Nel 2015, anno cui risalgono le statistiche più recenti, sono stati rimandati a giudizio per eccesso di legittima difesa 136 cittadini, poi prosciolti nel 90% dei casi. Dov’è l’allarme sociale? Dov’è il vuoto legislativo?

Eppure per il governo, in tutte le sue componenti, la legittima difesa è una priorità assoluta, tanto da porla come primissimo provvedimento del presunto «cambiamento». A proposito del quale, va fatto notare che la destra intende cambiare le leggi della destra, tuttora in vigore.

Come già per l’immigrazione, si scopre che le leggi che non funzionano o che è prioritario riformare sono retaggio dell’attività di governo della destra, che nel caso della legittima difesa festeggiò la propria riforma nel 2006. Il sedicente centrosinistra non le ha cambiate o, nel caso in questione, le ha pasticciate, aprendo ancora una volta la strada a posizioni e argomenti cari alla destra, soprattutto quella più estrema.

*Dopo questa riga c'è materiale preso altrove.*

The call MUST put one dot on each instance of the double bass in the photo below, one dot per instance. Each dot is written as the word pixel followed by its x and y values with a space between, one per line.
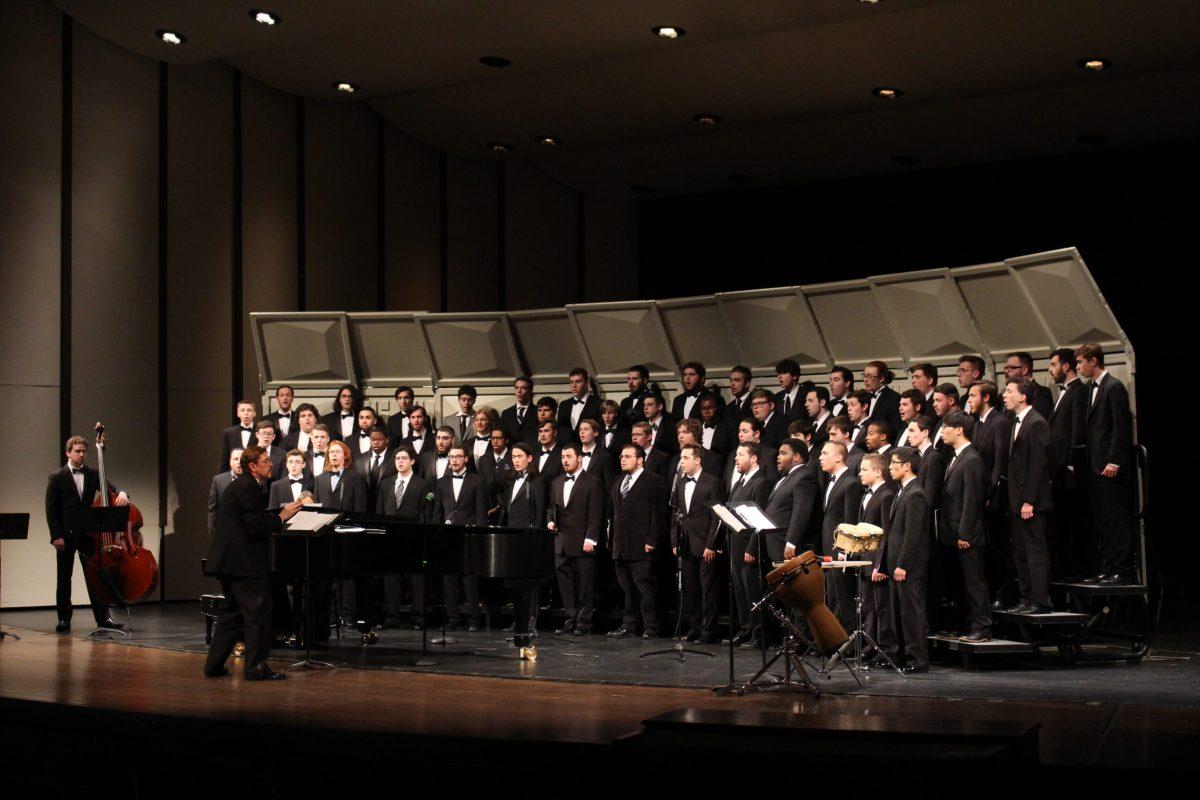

Ora lo stesso Salvini nega che continuare a parlarne significhi voler armare di più gli italiani: curioso per un candidato premier che si è fatto fotografare con un’intera armeria, che ha partecipato alle fiere delle armi, come quella di Vicenza, sottoscrivendo un «contratto» con la «lobby» delle armi, mentre tutto intorno bambini delle elementari imbracciavano fucili. Ora dice di essere preoccupato dalla diffusione delle armi. Strano.

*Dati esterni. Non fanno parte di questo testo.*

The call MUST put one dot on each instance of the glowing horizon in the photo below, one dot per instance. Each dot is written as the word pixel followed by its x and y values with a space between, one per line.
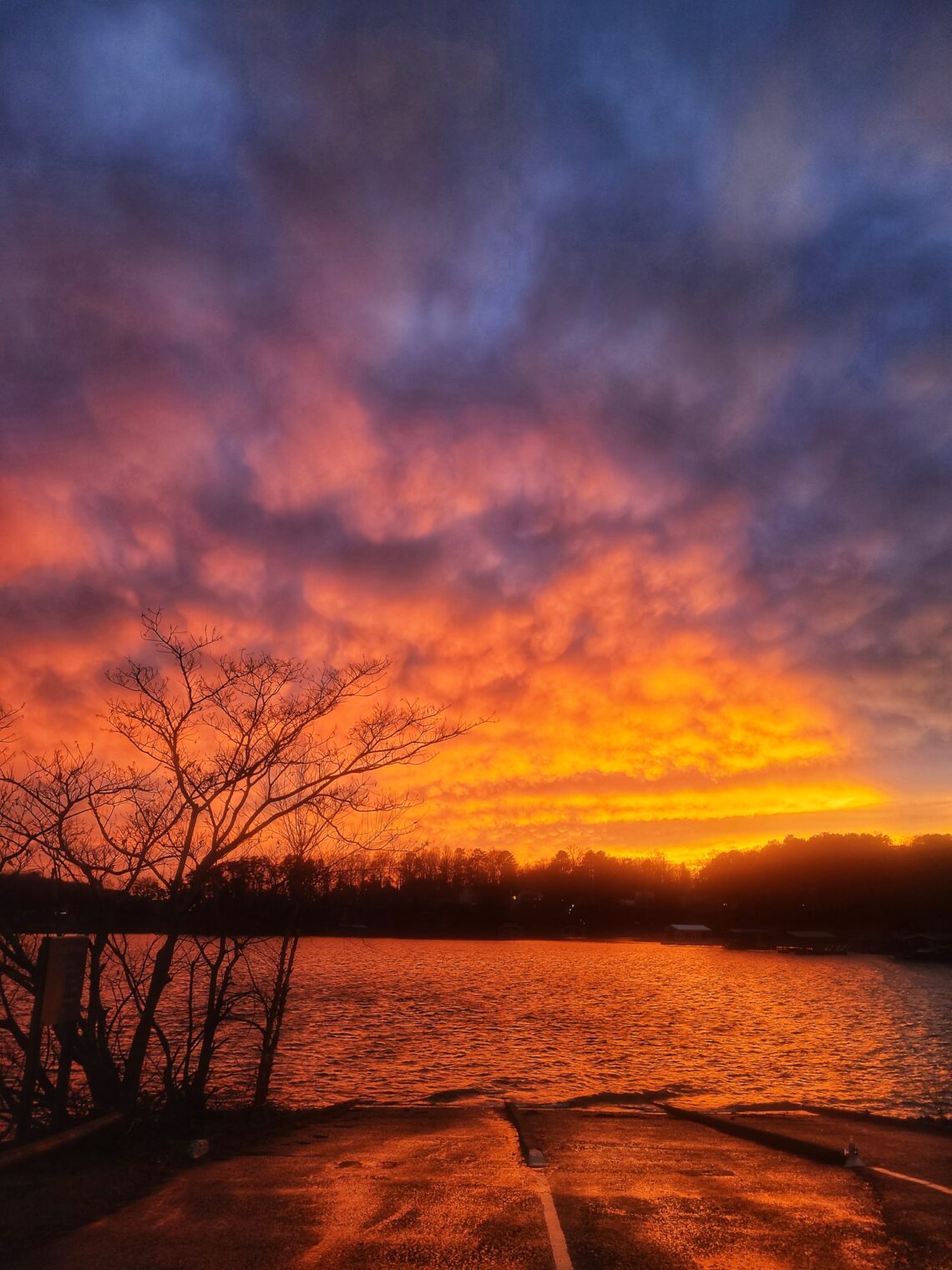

Dice che il suo modello non sono gli Stati Uniti, ma la Svizzera, il paese europeo in cui è maggiore la percentuale di cittadini che posseggono un’arma da fuoco. E che da anni discute della riduzione della diffusione delle armi, perché è opinione di molti che sia il caso di evitare che queste armi, come la pistola di Čechov, esplodano poi colpi contro le persone. Esattamente il contrario di ciò che sta accadendo in Italia, con la complicità dei 5 stelle – un tempo duramente disarmisti – e un presidente del Consiglio che esprime un’opinione cautissima («credo che possedere un’arma e tirarla fuori in certe circostanze aumenti addirittura i rischi») che non pare essere affatto quella del suo ministro dell’Interno.

A che cosa serve continuare a parlarne, se non ad aumentare quell’urgenza di violenza che sembra costituire il filo nero della propaganda della destra italiana? A che cosa mira, se non a alimentare la convinzione che tutto debba essere drammatizzato, quando si tratta di paura, quando i dati ci dicono che i reati sono in costante diminuzione, negli ultimi anni?

Non si tratta di promuovere la legittima difesa, o addirittura di scardinarla, come propongono anche Fi e Fdi, per autorizzare sparatorie ben poco legittime. Si tratta di promuovere una cultura del tutto irresponsabile, interessata per alcuni – chi le armi le vende -, speculativa per altri, che peraltro minimizzano l’enormità rappresentata dall’uccisione di una persona e sottovalutano il rischio che, in presenza di un maggior numero di armi, aumentino anche gli episodi tragici.

Un tempo tutto questo era considerato sbagliato, di più, indifendibile, nel paese dove la criminalità è armatissima, in una società che ha conosciuto lunghi anni di terrorismo e di strategia della tensione. Ma, si sa, la memoria è un intralcio.